The Effects of Extracellular Vesicle-Associated Kinases on HIV-1 Pathogenesis

Abstract

As of 2020, there were 37.7 million people living with Human Immunodeficiency Virus type 1 (HIV-1). Although great strides have been made in treatment options for HIV-1 and our understanding of the HIV-1 life cycle has vastly improved since the start of this global health crisis, a functional cure remains elusive. One of the main barriers to a cure is latency, which allows the virus to persist despite combined antiretroviral therapy (cART). Recently, we have found that extracellular vesicles (EVs), membrane-bound particles released by virtually all cell types and known to mediate intercellular communication, as being responsible for the increased transcription observed in HIV-1-latently-infected cells. This study elucidates the molecular mechanism by which EVs derived from uninfected T-cells activate latent HIV-1. Our results show that kinases present in EVs such as c-Src initiate signal cascades that culminates in increased viral transcription via the PI3K/AKT/mTOR pathway.
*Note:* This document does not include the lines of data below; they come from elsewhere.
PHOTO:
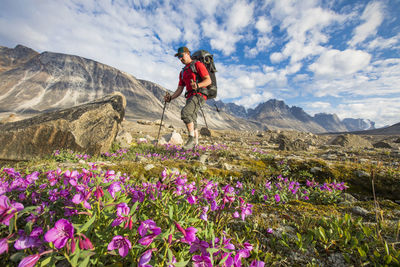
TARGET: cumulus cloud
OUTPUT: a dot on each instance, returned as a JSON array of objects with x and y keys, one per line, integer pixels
[
  {"x": 252, "y": 100},
  {"x": 337, "y": 63},
  {"x": 372, "y": 17},
  {"x": 302, "y": 51},
  {"x": 263, "y": 25}
]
In addition, kinome profiling of EVs revealed that the kinases CDK10, GSK3β, and MAPK8 are differentially expressed in EVs from uninfected versus HIV-1 infected cells. These kinases were shown to be biologically active and capable of phosphorylating substrates, as well as modulate changes in the cell cycle dynamics of recipient cells. Overall, data from this study implicate EV-associated kinases as key contributors to HIV-1 pathogenesis - specifically at the transcriptional and cell cycle control levels. These findings are significant because they could serve as the basis for improving and supplementing the current antiretroviral treatment regimen.